Security has been tightened in the Karbala with vehicle traffic banned in the city to prevent car bombings and successive cordons of police searching pilgrims.
Over 2,000 Iraqi police commandos, 10,000 policemen and 1,500 soldiers have been drafted into the region to boost security, said Karbala's police chief.
US forces brought in an extra 700 soldiers from neighbouring Kuwait to boost security for the pilgrimage.
Extremist Sunnis, bent on triggering a civil war which could lead to the disintegration of the country, have multiplied their attacks on the majority Shiite population.
In Karbala, a suicide bomber blew himself up in January in the middle of a busy market area near the Iman Hussein shrine, killing at least 44 and wounding 85 others.

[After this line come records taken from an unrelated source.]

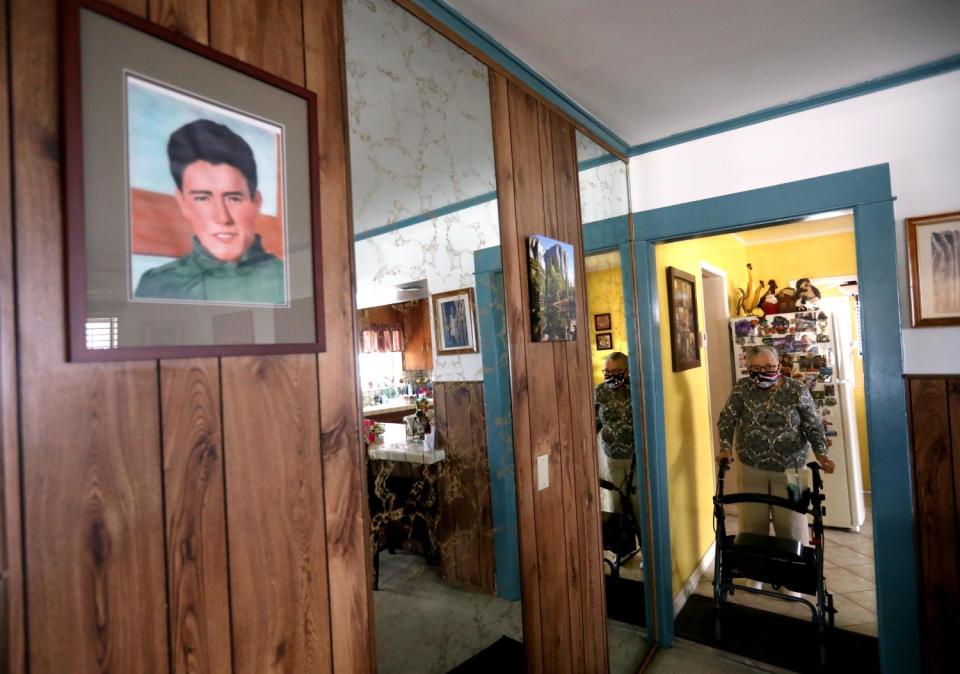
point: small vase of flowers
(372, 432)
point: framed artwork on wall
(551, 274)
(933, 250)
(191, 196)
(684, 327)
(455, 322)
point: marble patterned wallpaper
(604, 191)
(421, 135)
(440, 251)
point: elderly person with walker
(775, 423)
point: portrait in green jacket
(216, 191)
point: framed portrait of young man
(191, 197)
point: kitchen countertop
(396, 446)
(393, 405)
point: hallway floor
(447, 624)
(687, 657)
(849, 569)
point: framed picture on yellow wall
(933, 247)
(684, 327)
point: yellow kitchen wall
(605, 296)
(827, 255)
(688, 428)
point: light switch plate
(543, 471)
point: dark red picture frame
(74, 196)
(684, 323)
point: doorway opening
(752, 289)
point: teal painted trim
(429, 215)
(602, 160)
(932, 69)
(648, 315)
(869, 195)
(487, 260)
(890, 472)
(491, 319)
(630, 307)
(460, 25)
(767, 205)
(605, 234)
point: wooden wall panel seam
(12, 610)
(349, 558)
(516, 323)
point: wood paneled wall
(466, 518)
(934, 404)
(182, 515)
(560, 550)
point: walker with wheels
(779, 562)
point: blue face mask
(764, 379)
(615, 381)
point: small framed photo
(192, 202)
(684, 326)
(933, 250)
(551, 273)
(455, 322)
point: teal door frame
(867, 192)
(602, 236)
(492, 326)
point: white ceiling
(651, 68)
(803, 229)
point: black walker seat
(780, 562)
(620, 532)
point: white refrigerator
(816, 348)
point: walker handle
(817, 478)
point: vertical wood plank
(564, 459)
(272, 447)
(197, 566)
(199, 611)
(543, 405)
(278, 573)
(936, 527)
(11, 551)
(187, 17)
(576, 358)
(518, 328)
(90, 433)
(264, 33)
(344, 461)
(953, 404)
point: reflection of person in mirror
(614, 414)
(216, 177)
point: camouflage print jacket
(614, 421)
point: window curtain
(381, 338)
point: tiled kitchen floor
(849, 570)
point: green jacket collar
(205, 260)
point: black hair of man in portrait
(216, 192)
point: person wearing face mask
(775, 424)
(614, 414)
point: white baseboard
(691, 585)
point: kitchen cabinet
(417, 336)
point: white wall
(915, 128)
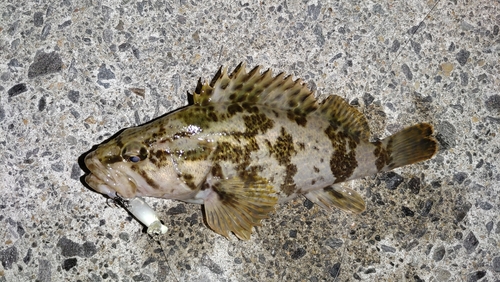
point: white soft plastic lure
(146, 215)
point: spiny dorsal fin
(254, 87)
(345, 117)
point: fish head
(135, 164)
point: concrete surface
(72, 73)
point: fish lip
(106, 180)
(100, 179)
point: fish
(249, 141)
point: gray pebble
(334, 243)
(388, 249)
(445, 133)
(334, 270)
(8, 257)
(124, 236)
(485, 206)
(462, 57)
(493, 104)
(45, 31)
(68, 247)
(442, 274)
(139, 277)
(208, 262)
(416, 46)
(299, 253)
(45, 63)
(73, 96)
(395, 46)
(38, 19)
(470, 242)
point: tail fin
(411, 145)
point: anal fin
(237, 204)
(337, 196)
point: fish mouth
(106, 180)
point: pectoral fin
(337, 196)
(236, 205)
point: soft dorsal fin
(254, 87)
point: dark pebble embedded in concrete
(475, 276)
(124, 236)
(59, 167)
(407, 72)
(45, 63)
(426, 207)
(208, 262)
(392, 180)
(462, 57)
(8, 257)
(460, 177)
(299, 253)
(395, 46)
(105, 74)
(42, 103)
(493, 104)
(28, 256)
(38, 19)
(69, 263)
(141, 277)
(407, 211)
(2, 113)
(388, 249)
(75, 172)
(17, 89)
(334, 270)
(308, 204)
(470, 242)
(439, 253)
(414, 185)
(73, 96)
(496, 264)
(368, 99)
(44, 270)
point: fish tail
(410, 145)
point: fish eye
(134, 152)
(134, 159)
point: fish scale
(249, 141)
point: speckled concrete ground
(72, 74)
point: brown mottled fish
(250, 141)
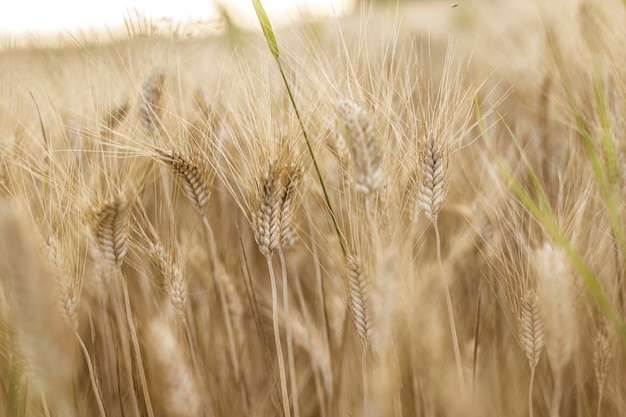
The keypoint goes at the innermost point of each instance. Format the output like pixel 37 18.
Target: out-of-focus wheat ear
pixel 531 337
pixel 555 290
pixel 172 279
pixel 358 289
pixel 267 203
pixel 433 172
pixel 111 230
pixel 68 285
pixel 531 328
pixel 191 175
pixel 364 146
pixel 150 107
pixel 292 177
pixel 42 337
pixel 172 379
pixel 603 357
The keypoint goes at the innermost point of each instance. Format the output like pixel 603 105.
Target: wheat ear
pixel 150 106
pixel 111 230
pixel 531 337
pixel 364 146
pixel 266 224
pixel 41 336
pixel 70 295
pixel 194 178
pixel 358 293
pixel 191 174
pixel 432 179
pixel 602 358
pixel 292 177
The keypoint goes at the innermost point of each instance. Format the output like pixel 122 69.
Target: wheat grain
pixel 171 373
pixel 358 293
pixel 150 107
pixel 433 171
pixel 111 229
pixel 266 217
pixel 192 176
pixel 364 146
pixel 531 328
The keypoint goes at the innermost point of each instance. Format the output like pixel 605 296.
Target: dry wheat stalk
pixel 171 373
pixel 173 282
pixel 432 178
pixel 111 229
pixel 602 357
pixel 192 176
pixel 68 285
pixel 364 146
pixel 151 98
pixel 41 337
pixel 531 337
pixel 557 304
pixel 358 293
pixel 292 176
pixel 268 209
pixel 531 328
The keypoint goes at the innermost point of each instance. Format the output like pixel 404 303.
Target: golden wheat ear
pixel 191 174
pixel 364 146
pixel 111 230
pixel 358 293
pixel 150 107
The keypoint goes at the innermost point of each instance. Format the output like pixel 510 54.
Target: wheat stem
pixel 135 342
pixel 455 339
pixel 92 375
pixel 222 294
pixel 290 358
pixel 530 391
pixel 279 348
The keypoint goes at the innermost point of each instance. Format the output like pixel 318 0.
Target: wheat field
pixel 374 216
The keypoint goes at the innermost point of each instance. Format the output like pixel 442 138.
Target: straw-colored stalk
pixel 272 223
pixel 111 230
pixel 42 338
pixel 531 338
pixel 557 305
pixel 171 373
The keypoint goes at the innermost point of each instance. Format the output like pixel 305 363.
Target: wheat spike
pixel 292 176
pixel 173 282
pixel 603 354
pixel 191 175
pixel 531 328
pixel 555 295
pixel 358 289
pixel 41 337
pixel 266 217
pixel 111 229
pixel 433 171
pixel 171 372
pixel 364 146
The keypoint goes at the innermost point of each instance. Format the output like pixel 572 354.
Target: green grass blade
pixel 543 214
pixel 266 26
pixel 268 32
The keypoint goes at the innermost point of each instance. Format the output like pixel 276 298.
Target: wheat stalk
pixel 363 145
pixel 192 176
pixel 171 373
pixel 432 178
pixel 358 293
pixel 531 337
pixel 150 106
pixel 602 358
pixel 111 224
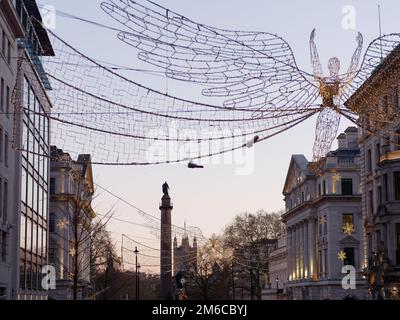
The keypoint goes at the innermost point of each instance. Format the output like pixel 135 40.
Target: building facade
pixel 380 151
pixel 185 255
pixel 70 224
pixel 24 145
pixel 276 281
pixel 10 29
pixel 324 223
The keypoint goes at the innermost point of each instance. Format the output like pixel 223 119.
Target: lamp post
pixel 138 282
pixel 136 270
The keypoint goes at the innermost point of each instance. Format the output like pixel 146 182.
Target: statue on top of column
pixel 165 189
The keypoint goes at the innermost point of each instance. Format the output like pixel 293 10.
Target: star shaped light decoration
pixel 62 224
pixel 348 229
pixel 341 255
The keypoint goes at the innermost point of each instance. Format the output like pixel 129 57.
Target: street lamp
pixel 138 281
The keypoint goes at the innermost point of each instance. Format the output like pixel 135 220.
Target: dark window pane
pixel 398 243
pixel 397 185
pixel 349 260
pixel 52 185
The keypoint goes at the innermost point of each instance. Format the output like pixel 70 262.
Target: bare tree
pixel 77 227
pixel 249 237
pixel 208 274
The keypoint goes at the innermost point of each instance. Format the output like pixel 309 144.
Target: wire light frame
pixel 249 69
pixel 118 121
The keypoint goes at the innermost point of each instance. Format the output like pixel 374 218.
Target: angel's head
pixel 334 66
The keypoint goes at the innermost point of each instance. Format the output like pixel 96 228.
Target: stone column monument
pixel 166 245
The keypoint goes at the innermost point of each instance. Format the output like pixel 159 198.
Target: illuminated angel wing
pixel 248 69
pixel 378 50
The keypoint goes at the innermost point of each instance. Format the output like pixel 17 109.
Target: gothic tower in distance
pixel 166 245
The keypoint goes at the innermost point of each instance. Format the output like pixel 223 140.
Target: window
pixel 397 243
pixel 395 99
pixel 52 222
pixel 1 196
pixel 380 199
pixel 347 186
pixel 22 271
pixel 9 51
pixel 28 276
pixel 6 150
pixel 52 185
pixel 371 202
pixel 23 230
pixel 8 102
pixel 2 94
pixel 28 234
pixel 369 161
pixel 385 105
pixel 320 262
pixel 34 238
pixel 350 257
pixel 397 140
pixel 1 145
pixel 4 247
pixel 396 176
pixel 385 185
pixel 4 43
pixel 347 221
pixel 5 202
pixel 378 152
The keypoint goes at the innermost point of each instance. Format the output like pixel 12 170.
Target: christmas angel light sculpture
pixel 251 71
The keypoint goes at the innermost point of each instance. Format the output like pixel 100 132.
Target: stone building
pixel 380 168
pixel 23 214
pixel 277 278
pixel 185 255
pixel 323 219
pixel 70 223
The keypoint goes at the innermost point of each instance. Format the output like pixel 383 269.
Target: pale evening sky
pixel 209 198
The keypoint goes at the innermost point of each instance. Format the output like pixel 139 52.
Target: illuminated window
pixel 378 152
pixel 5 202
pixel 396 176
pixel 350 257
pixel 52 185
pixel 8 102
pixel 2 94
pixel 347 221
pixel 397 243
pixel 369 161
pixel 347 186
pixel 6 146
pixel 23 230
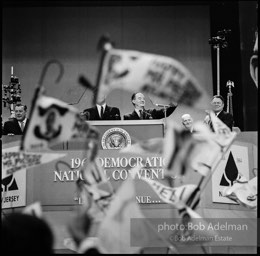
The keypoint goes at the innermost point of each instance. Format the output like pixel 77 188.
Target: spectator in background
pixel 25 234
pixel 79 228
pixel 187 122
pixel 217 104
pixel 17 125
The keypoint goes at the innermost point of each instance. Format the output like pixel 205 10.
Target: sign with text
pixel 54 183
pixel 14 187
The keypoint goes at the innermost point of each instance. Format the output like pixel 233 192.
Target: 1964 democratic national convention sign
pixel 115 138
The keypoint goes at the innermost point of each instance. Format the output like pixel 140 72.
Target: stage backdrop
pixel 31 36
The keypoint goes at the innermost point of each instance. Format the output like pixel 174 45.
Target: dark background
pixel 34 32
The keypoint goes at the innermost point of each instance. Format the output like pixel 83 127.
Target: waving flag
pixel 190 233
pixel 95 181
pixel 161 77
pixel 34 209
pixel 114 232
pixel 244 193
pixel 53 121
pixel 175 196
pixel 224 137
pixel 199 151
pixel 153 145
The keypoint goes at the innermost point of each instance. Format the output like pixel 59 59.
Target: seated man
pixel 187 122
pixel 17 125
pixel 102 112
pixel 140 112
pixel 217 107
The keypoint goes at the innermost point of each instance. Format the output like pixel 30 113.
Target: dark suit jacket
pixel 110 113
pixel 13 127
pixel 150 114
pixel 226 118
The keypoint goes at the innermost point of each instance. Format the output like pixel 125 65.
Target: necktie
pixel 141 114
pixel 22 126
pixel 101 112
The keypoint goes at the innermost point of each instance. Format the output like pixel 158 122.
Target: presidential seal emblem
pixel 115 138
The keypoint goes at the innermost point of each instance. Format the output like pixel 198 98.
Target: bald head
pixel 187 121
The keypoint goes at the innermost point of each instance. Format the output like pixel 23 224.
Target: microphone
pixel 148 114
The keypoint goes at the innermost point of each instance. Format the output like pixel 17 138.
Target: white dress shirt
pixel 24 123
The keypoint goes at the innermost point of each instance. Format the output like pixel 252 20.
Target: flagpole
pixel 104 45
pixel 40 90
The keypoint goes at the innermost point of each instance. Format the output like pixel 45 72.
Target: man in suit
pixel 187 122
pixel 101 112
pixel 140 112
pixel 17 125
pixel 217 107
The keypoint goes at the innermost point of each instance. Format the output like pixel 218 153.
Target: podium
pixel 137 130
pixel 53 184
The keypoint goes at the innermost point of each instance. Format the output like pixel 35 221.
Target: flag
pixel 193 229
pixel 115 232
pixel 153 145
pixel 199 151
pixel 161 77
pixel 53 121
pixel 177 145
pixel 95 181
pixel 244 193
pixel 34 209
pixel 206 152
pixel 177 196
pixel 223 136
pixel 14 160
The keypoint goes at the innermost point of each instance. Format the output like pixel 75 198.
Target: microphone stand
pixel 218 42
pixel 164 110
pixel 165 116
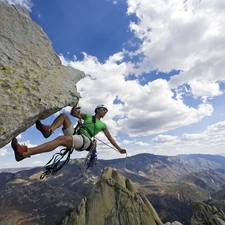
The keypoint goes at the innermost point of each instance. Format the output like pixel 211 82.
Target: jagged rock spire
pixel 114 200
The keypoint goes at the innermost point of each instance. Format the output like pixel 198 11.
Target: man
pixel 79 142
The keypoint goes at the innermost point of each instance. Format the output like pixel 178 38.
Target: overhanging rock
pixel 33 82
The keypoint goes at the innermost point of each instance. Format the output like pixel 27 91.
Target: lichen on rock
pixel 33 82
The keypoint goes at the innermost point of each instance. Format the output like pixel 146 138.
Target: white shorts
pixel 78 139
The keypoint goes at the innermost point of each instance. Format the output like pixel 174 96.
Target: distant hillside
pixel 171 183
pixel 214 158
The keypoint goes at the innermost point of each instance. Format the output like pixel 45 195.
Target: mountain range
pixel 171 184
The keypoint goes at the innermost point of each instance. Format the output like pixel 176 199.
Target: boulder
pixel 33 82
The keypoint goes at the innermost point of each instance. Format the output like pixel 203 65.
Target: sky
pixel 158 66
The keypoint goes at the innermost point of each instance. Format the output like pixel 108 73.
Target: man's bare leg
pixel 65 141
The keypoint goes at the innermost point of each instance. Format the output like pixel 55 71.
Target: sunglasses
pixel 104 109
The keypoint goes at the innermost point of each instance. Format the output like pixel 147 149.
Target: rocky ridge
pixel 114 200
pixel 206 214
pixel 33 82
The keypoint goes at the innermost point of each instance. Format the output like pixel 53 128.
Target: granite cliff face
pixel 114 200
pixel 33 82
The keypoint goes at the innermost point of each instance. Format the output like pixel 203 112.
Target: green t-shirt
pixel 94 128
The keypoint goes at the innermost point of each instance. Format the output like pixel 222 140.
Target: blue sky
pixel 157 65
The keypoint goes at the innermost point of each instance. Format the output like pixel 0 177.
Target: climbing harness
pixel 55 164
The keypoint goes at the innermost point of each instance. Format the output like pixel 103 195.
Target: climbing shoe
pixel 18 150
pixel 45 130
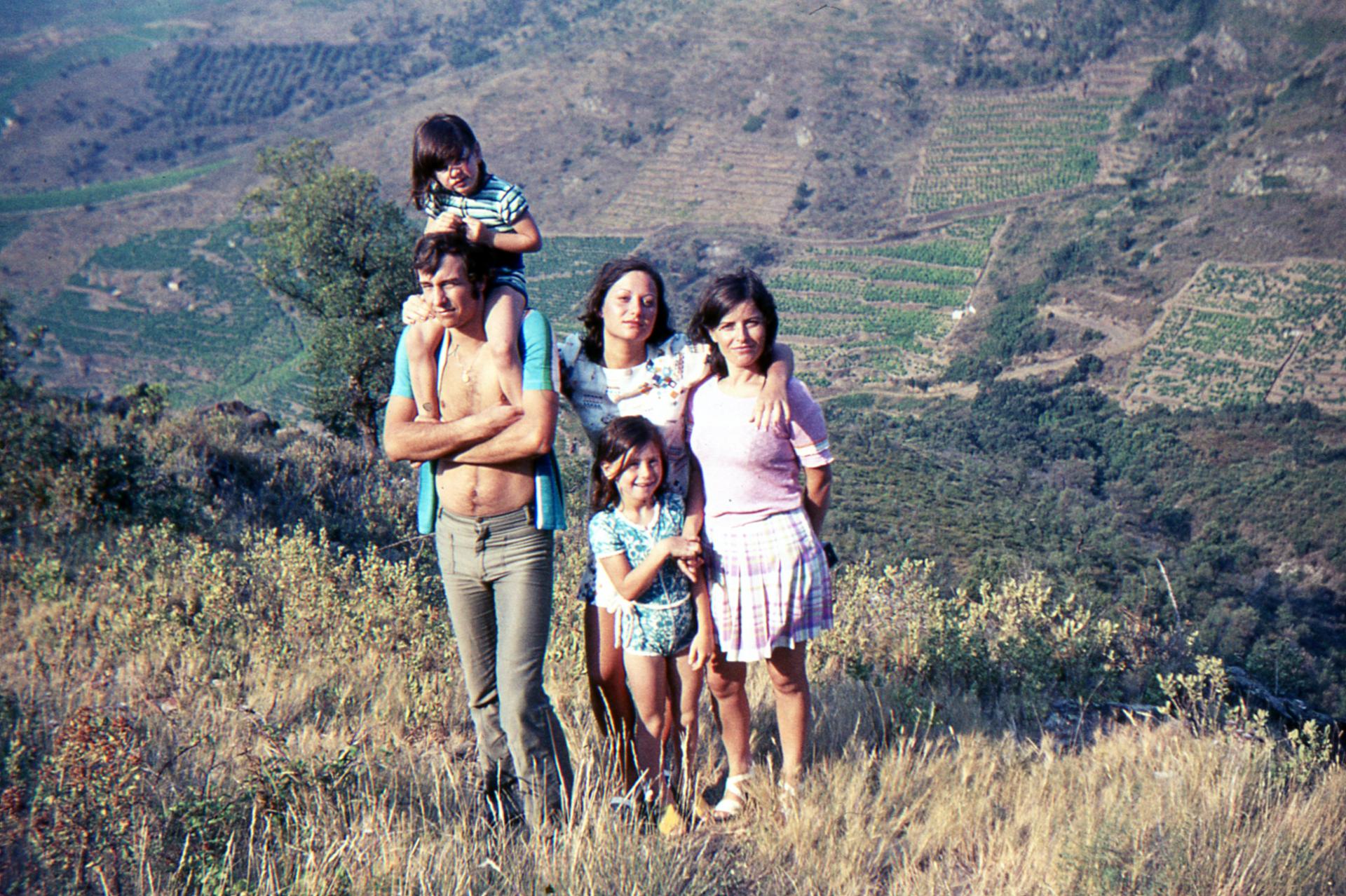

Never in the three years since the US-led coalition invaded Iraq to topple Saddam Hussein has the country looked so close to the edge of civil war.
Former prime minister Iyad Allawi even suggested Iraq has already slid into such a conflict.
“We are losing each day an average 50 to 60 people throughout the country, if not more,” Allawi told the BBC. “If this is not civil war, then God knows what civil war is.”
A major US-Iraqi operation sweeping for insurgents near Samarra, north of Baghdad, entered its fourth day on Sunday with the arrest of 60 suspects and the discovery of 11 weapons caches.
The highly-publicized operation featured helicopters transporting troops to the rural area. But the only opposition was a roadside bomb that lightly damaged one vehicle on Sunday.
Twelve people were killed in violence around Iraq Sunday, including seven Iraqis when US forces returned fire during a raid on the town of Dhuluiya, north of Baghdad, security sources said.
The violence wracking the country comes amid mounting pressure for the nation's politicians to finally agree on the shape of the country's first permanent government since the invasion.
The turmoil coincides with rising public dissatisfaction with the war in the United States on the invasion's third anniversary, which falls on March 20, with anti-war demonstrations being held across the globe.
US President George W. Bush said Saturday that the war was “the right decision” and vowed to overcome violence that has killed some 2,300 US soldiers.
US Defense Secretary Donald Rumsfeld warned a quick US pullout from Iraq will result in terrorists taking it over — and insisted it would be tantamount to handing Germany back to the Nazis.
“Turning our backs on postwar Iraq today would be the modern equivalent of handing postwar Germany back to the Nazis,” he said in Sunday's Washington Post.
Recent polls show that 65 percent of Americans disapprove of Bush's handling of the situation in Iraq.